Homework 2 Solutions

22C:116, Fall 1997

1. Write a program on any UNIX system that uses the fork(), exit() and wait primitives to construct the following program structure:

                    A
                   _|_
             parent/ \child
                  B   \
               __/     \
         parent/ \child \
              C   D      E
               \_/      /
                 \     /  
                  F   /
                   \_/
                    |
                    G
   

   Here is a solution that uses a formulation that can be applied to any UNIX fork-join problem:

   	void main()
   	{
   		int child1,child2;
   		write(1,"A",1);
   		child1 = fork();
   		if (child1 == 0) { /* child */
   			write(1,"E",1);
   			exit(0); /* child joins */
   		} else { /* parent */
   			write(1,"B",1);
   			child2 = fork();
   			if (child2 == 0) { /* child */
   				write(1,"D",1);
   				exit(0); /* child joins */
   			} else { /* parent */
   				write(1,"C",1);
   				while (child2 != 0) { /* parent joins */
   					int pid,stat;
   					pid = wait( &stat );
   					if (pid == child1) child1 = 0;
   					if (pid == child2) child2 = 0;
   				}
   			}
   			write(1,"F",1);
   			while (child1 != 0) { /* parent joins */
   				int pid,stat;
   				pid = wait( &stat );
   				if (pid == child1) child1 = 0;
   			}
   		}
   		write(1,"G",1);
   	}
   

   Just for fun, here is a sample of the actual outputs from different runs of this program:

   ABEDCFG
   AEBCDFG
   ABCEDFG
   

2. Propose a series of experiments you could conduct to determine the item size and the number of items in a Unix pipe?

   Consider the following program fragment:

   	{
   		int fildes[2];
   		pipe(fildes)
   		write(fildes[1],buf,N);
   		read(fildes[0],buf,N);
   	}
   

   If N in the above code is smaller than the grain size of the pipe, this code will deadlock (write will not put sufficient data in the pipe to fill one grain, so read will block). So, to find the granularity of the pipe, run the above code with successively larger values of N until it does not block.

   For values of N larger than the bound on the bounded buffer, the above code will block because the first write cannot complete until some read is done. So, to find the size of the bounded buffer, increase N until the program blocks again.

3. Section 2.2.4 of Tannenbaum suggests using the primitives sleep and wakeup(p). Sleep causes the caller's process to be suspended (put in the waiting state), and wakeup(p) causes process p to become ready -- wakeup has no effect on a ready process, but it undoes the effect of sleep for a waiting process. Can you use sleep and wakeup to create a working mutual exclusion mechanism that is not based on busy waiting? If not, why not?
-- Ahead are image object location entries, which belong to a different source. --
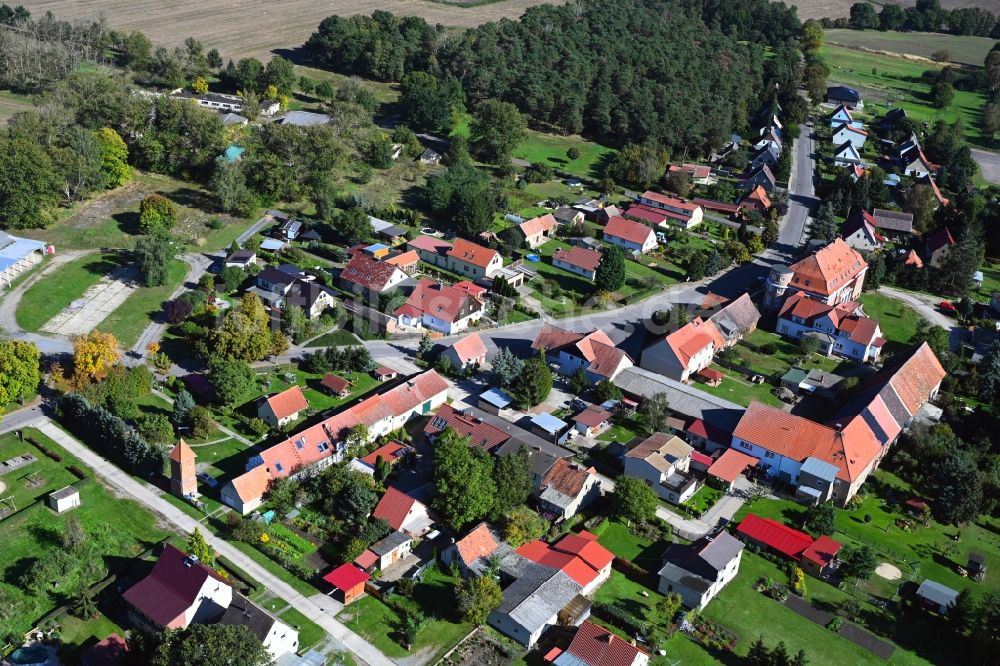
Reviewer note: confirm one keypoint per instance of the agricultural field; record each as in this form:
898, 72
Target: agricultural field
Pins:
257, 27
887, 81
965, 50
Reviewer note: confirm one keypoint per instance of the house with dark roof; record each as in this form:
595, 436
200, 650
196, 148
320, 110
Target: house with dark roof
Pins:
594, 352
534, 602
844, 95
568, 487
368, 277
579, 260
178, 592
842, 329
699, 571
663, 461
277, 637
480, 433
631, 236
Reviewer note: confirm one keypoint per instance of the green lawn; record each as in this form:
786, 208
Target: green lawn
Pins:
896, 79
737, 389
551, 149
336, 338
898, 321
131, 318
310, 633
379, 624
964, 49
117, 530
50, 294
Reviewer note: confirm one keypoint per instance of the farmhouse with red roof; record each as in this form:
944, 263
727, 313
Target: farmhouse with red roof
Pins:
282, 408
178, 592
633, 237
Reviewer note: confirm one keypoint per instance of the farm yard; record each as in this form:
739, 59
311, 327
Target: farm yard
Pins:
258, 28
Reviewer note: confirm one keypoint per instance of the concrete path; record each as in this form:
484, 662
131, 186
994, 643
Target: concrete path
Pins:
318, 608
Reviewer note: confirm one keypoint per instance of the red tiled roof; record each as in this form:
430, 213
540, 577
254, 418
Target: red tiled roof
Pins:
580, 257
477, 543
170, 588
567, 477
543, 224
592, 416
469, 348
776, 536
851, 449
390, 452
627, 230
442, 301
470, 253
346, 577
393, 507
366, 559
822, 551
731, 464
479, 432
182, 452
368, 273
335, 383
828, 269
596, 646
288, 402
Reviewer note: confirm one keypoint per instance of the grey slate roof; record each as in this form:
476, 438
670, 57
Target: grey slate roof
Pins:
539, 594
389, 543
683, 399
244, 612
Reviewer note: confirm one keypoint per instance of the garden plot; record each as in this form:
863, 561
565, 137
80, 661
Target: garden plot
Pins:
84, 314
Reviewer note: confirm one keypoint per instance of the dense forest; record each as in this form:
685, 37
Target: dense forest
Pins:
681, 73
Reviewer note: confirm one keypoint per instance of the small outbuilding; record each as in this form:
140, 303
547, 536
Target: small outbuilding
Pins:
348, 582
64, 499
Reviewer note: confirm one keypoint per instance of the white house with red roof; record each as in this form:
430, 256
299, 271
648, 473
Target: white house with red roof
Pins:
847, 133
178, 592
631, 236
842, 329
370, 277
323, 444
282, 408
440, 307
593, 645
403, 512
473, 261
685, 352
831, 275
684, 213
466, 352
580, 260
538, 230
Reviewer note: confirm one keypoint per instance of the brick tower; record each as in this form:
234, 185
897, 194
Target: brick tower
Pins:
182, 470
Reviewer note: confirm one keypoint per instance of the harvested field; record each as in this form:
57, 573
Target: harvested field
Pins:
258, 27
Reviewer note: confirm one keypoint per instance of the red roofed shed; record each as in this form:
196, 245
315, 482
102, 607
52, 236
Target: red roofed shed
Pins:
348, 580
771, 535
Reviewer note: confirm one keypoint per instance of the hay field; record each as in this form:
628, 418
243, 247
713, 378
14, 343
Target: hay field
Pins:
257, 27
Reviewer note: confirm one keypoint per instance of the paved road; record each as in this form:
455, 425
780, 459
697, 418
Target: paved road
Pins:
801, 193
318, 608
46, 343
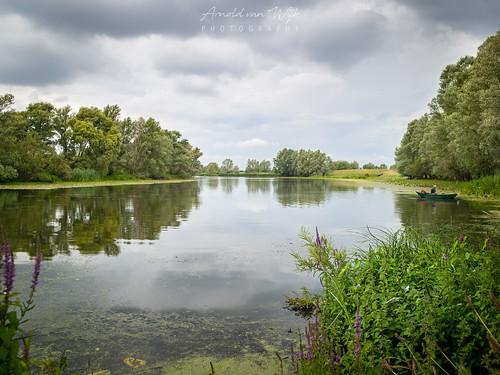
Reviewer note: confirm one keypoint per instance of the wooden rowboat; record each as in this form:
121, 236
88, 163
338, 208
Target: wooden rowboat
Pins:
436, 196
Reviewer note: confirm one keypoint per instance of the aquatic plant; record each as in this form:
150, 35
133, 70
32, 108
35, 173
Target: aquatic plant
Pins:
410, 304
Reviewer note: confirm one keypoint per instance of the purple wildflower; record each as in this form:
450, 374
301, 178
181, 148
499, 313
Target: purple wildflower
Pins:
36, 270
9, 269
26, 352
488, 241
318, 239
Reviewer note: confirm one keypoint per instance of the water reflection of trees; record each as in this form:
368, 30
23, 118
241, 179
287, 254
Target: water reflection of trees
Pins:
305, 192
228, 184
92, 219
443, 215
258, 185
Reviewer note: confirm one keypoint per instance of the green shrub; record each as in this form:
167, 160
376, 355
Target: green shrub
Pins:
402, 306
82, 175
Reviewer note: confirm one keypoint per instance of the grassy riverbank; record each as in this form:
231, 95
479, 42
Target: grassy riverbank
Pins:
487, 187
412, 304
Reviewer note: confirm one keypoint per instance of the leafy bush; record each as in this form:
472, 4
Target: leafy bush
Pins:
13, 359
7, 173
410, 304
82, 175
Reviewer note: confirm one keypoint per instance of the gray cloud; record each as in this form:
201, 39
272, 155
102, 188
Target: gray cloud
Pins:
478, 16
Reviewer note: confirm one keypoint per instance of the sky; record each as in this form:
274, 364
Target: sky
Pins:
244, 79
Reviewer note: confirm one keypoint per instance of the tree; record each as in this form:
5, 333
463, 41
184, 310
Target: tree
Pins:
95, 139
228, 167
459, 138
40, 120
252, 166
212, 169
265, 166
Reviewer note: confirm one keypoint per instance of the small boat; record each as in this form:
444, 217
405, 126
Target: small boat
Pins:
436, 196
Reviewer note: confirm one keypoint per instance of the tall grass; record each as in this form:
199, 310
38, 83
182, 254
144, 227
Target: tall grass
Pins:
411, 304
84, 175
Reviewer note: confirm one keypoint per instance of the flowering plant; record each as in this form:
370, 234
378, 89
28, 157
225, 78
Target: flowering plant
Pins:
12, 314
410, 304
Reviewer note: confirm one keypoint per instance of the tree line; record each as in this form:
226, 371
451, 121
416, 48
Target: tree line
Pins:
45, 143
289, 163
459, 137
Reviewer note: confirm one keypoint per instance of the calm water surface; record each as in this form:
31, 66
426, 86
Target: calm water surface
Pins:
190, 272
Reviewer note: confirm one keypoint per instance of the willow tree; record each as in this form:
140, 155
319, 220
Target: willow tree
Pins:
459, 138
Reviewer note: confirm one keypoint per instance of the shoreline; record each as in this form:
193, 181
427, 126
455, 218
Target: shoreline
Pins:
71, 185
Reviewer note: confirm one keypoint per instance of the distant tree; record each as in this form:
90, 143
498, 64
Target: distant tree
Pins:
265, 166
369, 166
228, 167
354, 165
252, 166
40, 120
340, 165
62, 129
95, 140
459, 137
285, 163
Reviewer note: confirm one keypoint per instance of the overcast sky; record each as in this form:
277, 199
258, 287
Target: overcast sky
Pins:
243, 79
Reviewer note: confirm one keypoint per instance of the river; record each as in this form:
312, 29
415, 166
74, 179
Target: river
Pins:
180, 275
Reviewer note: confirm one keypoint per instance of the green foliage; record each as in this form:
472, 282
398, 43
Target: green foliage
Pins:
254, 166
459, 138
44, 143
82, 175
212, 169
369, 166
403, 306
302, 163
7, 173
485, 186
228, 167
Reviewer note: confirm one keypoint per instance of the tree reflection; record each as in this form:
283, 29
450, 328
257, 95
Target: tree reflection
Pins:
258, 185
90, 220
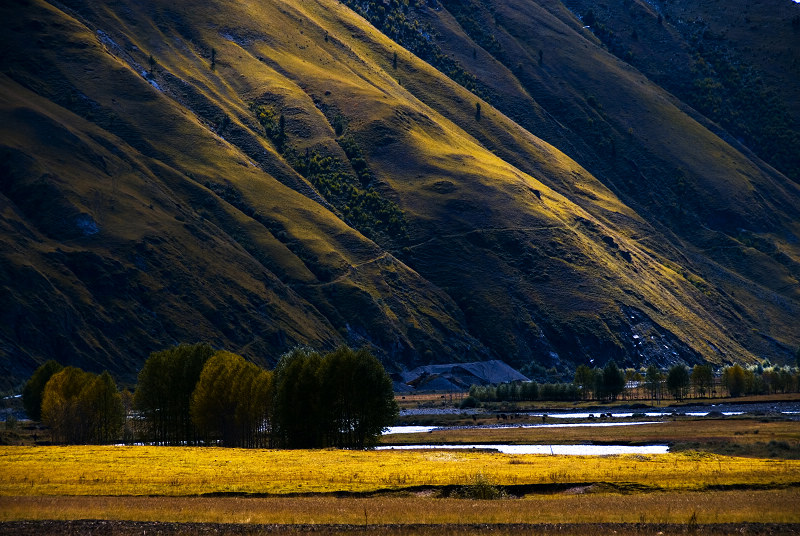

   You cannot! What you would hope is that:

   1. when a process determines that it must block,
   2. it registers itself as needing awakening,
   3. then uses the sleep service to block itself.
   The problem is that there are three steps in the above list, and these must all be done as one atomic operation. If not, it is possible that a process may have decided to block but not registered itself at the time another process exits the critical section, or it may have registered itself but not gone to sleep at the time another process discovers its registration record and attempts to wake it up.

4. Priority schedulers generally assign a numerical priority to each process, and when a scheduling decision must be made, they select the highest priority ready process as the next process to be run. In terms of abstract data types, this involves replacing the FIFO ready queue with a non-FIFO priority queue. Refer to the material you have studied in data structures and algorithms, and identify an appropriate and efficient priority queue implementation.

   The best alternatives here are O(log n) data structures based in one way or the other on binary trees. Consider using a heap, as in heapsort. The enqueue operation on a heap sorts an item into the queue in O(log n) time, while the dequeue operation finds the head in constant time and then promotes a replacement into the head position in O(log n) time.

   For this implementation, discuss the problems you would encounter in a large scale shared memory multiprocessor where many CPU's (under the direction of the operating system) were competing to take processes from and add processes to the ready queue.

   The problem here is that the operations on a heap take O(log n) time, not constant time. For the duration of each operation, the entire heap must be locked, and for large systems, the delays caused by this will eventually interfere with parallelism because the frequency of scheduling operations for each process is not expected to decline as the system grows, so on a parallel system, we would expect O(n) scheduling operations per second. Thus, the fraction of the time the queue is locked will grow as O(n log n). For some size system, this will be 1, and addition of processors above this point will give no performance improvement.